Her mother never spoke about the Army officer who died before Hyla was born. The scraps of information she gathered from other relatives were hazy: 2nd Lt. Hyman Markel was a rabbi's son, brilliant at mathematics, the brave winner of a Purple Heart who died sometime in 1945.
Aside from wedding photos of Markel in uniform, Merin never glimpsed him.
But on Sunday, decades after he won it, Merin will receive her father's Purple Heart, along with a Silver Star she never knew he'd won and a half-dozen other medals.
"It just confirms what a great man he was," Merin said tearfully. "He gave up his life for our country and our freedom. I'll put it up in my house as a memorial to him and to those who served."
Merin's mother, Celia, married Markel in 1941 when he already was in the military.
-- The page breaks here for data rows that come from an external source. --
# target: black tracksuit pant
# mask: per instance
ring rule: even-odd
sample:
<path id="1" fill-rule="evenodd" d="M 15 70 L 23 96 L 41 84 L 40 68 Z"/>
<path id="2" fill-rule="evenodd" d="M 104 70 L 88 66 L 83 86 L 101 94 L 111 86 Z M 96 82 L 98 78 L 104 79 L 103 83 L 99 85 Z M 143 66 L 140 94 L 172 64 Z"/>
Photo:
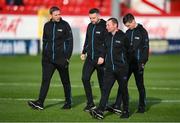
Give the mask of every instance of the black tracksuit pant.
<path id="1" fill-rule="evenodd" d="M 110 91 L 117 80 L 118 82 L 118 92 L 116 98 L 117 106 L 121 106 L 121 99 L 123 102 L 123 110 L 129 110 L 129 97 L 128 97 L 128 89 L 127 89 L 127 70 L 124 71 L 105 71 L 104 73 L 104 86 L 103 86 L 103 94 L 100 99 L 99 109 L 104 111 L 106 104 L 108 103 L 108 98 L 110 95 Z"/>
<path id="2" fill-rule="evenodd" d="M 90 58 L 86 58 L 83 70 L 82 70 L 82 82 L 84 85 L 84 90 L 87 97 L 87 104 L 94 104 L 93 95 L 92 95 L 92 88 L 90 84 L 91 76 L 94 72 L 97 71 L 97 78 L 99 82 L 100 91 L 102 94 L 102 87 L 103 87 L 103 76 L 104 76 L 104 65 L 97 65 L 97 63 L 93 62 Z"/>
<path id="3" fill-rule="evenodd" d="M 51 78 L 56 69 L 59 72 L 64 87 L 65 101 L 68 104 L 71 104 L 71 85 L 69 79 L 68 65 L 62 66 L 51 62 L 42 62 L 42 83 L 39 94 L 39 101 L 44 103 L 44 100 L 46 98 L 49 89 Z"/>
<path id="4" fill-rule="evenodd" d="M 145 107 L 146 91 L 144 87 L 144 68 L 142 68 L 137 62 L 132 61 L 129 63 L 128 80 L 131 74 L 134 74 L 136 86 L 139 91 L 139 106 Z"/>

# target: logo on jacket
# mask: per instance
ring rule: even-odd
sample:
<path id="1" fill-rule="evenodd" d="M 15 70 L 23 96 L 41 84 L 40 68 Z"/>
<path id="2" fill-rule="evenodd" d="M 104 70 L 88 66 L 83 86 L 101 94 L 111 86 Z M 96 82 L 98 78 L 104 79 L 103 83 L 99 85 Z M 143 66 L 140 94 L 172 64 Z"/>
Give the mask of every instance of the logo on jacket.
<path id="1" fill-rule="evenodd" d="M 62 29 L 58 29 L 57 31 L 58 31 L 58 32 L 62 32 Z"/>
<path id="2" fill-rule="evenodd" d="M 116 40 L 115 42 L 116 42 L 116 43 L 118 43 L 118 44 L 120 44 L 120 43 L 121 43 L 121 41 L 118 41 L 118 40 Z"/>
<path id="3" fill-rule="evenodd" d="M 100 31 L 96 31 L 96 34 L 100 34 L 101 32 Z"/>
<path id="4" fill-rule="evenodd" d="M 137 39 L 137 40 L 139 40 L 139 39 L 140 39 L 140 37 L 137 37 L 137 36 L 135 36 L 135 37 L 134 37 L 134 39 Z"/>

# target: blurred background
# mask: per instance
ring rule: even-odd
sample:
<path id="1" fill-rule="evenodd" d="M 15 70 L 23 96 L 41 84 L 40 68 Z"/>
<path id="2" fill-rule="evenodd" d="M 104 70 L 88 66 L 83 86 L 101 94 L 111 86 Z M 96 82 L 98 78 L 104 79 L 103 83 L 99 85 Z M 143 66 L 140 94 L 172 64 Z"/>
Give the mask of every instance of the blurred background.
<path id="1" fill-rule="evenodd" d="M 93 7 L 105 20 L 118 18 L 123 31 L 123 15 L 134 14 L 149 33 L 151 54 L 180 53 L 180 0 L 0 0 L 0 55 L 38 55 L 52 6 L 60 7 L 72 27 L 74 54 L 81 52 Z"/>

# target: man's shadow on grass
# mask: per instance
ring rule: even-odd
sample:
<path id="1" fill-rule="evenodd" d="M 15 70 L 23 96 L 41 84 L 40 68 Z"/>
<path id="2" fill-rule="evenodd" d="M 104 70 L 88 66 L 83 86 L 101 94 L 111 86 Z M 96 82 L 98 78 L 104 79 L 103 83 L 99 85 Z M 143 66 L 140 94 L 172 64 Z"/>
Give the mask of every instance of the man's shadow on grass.
<path id="1" fill-rule="evenodd" d="M 110 98 L 108 104 L 113 104 L 115 99 L 116 99 L 115 97 Z M 146 99 L 146 110 L 145 110 L 145 112 L 148 112 L 153 105 L 157 105 L 157 104 L 161 103 L 161 101 L 162 100 L 160 98 L 148 97 Z M 138 110 L 138 99 L 133 100 L 133 101 L 130 100 L 130 102 L 129 102 L 130 116 L 133 115 L 134 113 L 136 113 L 137 110 Z M 114 113 L 107 112 L 105 114 L 105 116 L 109 116 L 109 115 L 112 115 L 112 114 L 114 114 Z"/>
<path id="2" fill-rule="evenodd" d="M 97 96 L 94 96 L 93 99 L 95 100 Z M 81 105 L 82 103 L 86 103 L 87 99 L 85 95 L 76 95 L 72 97 L 72 108 L 77 107 L 78 105 Z M 60 105 L 61 107 L 64 105 L 64 101 L 56 101 L 53 103 L 49 103 L 45 106 L 45 109 L 51 108 L 53 106 Z M 84 105 L 86 106 L 86 104 Z M 83 109 L 82 109 L 83 110 Z"/>

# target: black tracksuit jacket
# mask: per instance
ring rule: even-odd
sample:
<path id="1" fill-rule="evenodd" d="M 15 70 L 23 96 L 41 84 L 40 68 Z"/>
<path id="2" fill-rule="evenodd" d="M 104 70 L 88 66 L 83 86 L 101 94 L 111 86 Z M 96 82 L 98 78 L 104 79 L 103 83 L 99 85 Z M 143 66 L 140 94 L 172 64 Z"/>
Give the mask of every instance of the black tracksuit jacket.
<path id="1" fill-rule="evenodd" d="M 82 53 L 87 53 L 88 58 L 97 62 L 99 57 L 105 55 L 104 40 L 106 33 L 106 21 L 101 19 L 99 23 L 89 23 Z"/>
<path id="2" fill-rule="evenodd" d="M 149 56 L 149 38 L 147 31 L 141 24 L 138 24 L 135 29 L 128 29 L 126 35 L 130 41 L 130 60 L 145 64 Z"/>
<path id="3" fill-rule="evenodd" d="M 113 36 L 108 33 L 105 40 L 105 68 L 108 71 L 119 71 L 128 66 L 129 41 L 125 33 L 118 30 Z"/>
<path id="4" fill-rule="evenodd" d="M 50 20 L 44 25 L 42 61 L 66 65 L 72 55 L 73 35 L 71 27 L 62 18 Z"/>

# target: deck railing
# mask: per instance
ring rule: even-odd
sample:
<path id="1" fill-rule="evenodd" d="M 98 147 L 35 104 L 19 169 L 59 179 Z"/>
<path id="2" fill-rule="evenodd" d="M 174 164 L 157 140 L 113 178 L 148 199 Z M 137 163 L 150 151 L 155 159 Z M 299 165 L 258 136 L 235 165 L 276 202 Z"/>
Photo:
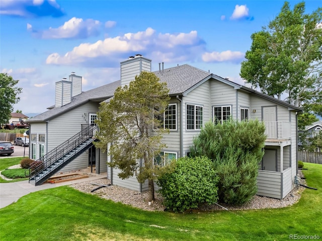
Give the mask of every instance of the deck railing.
<path id="1" fill-rule="evenodd" d="M 291 122 L 265 121 L 265 134 L 268 139 L 286 139 L 291 137 Z"/>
They met at a Jewish temple in Buffalo, N.Y.
About four months ago, the manager of a West Hollywood apartment building where Merin's mother lived in the 1960s found a box containing papers and the Purple Heart while cleaning out some lockers in the laundry room, Merin said.
The manager contacted Purple Hearts Reunited, a nonprofit organization that returns lost or stolen medals to vets or their families.
A search led to Merin, who lives in Westlake Village, a community straddling the Ventura and Los Angeles county lines.
She became "kind of emotional, because I don't have a lot of pictures, I don't have a lot of stories, and I've always been a crier," she said. "My mother was always the stoic one, very strong."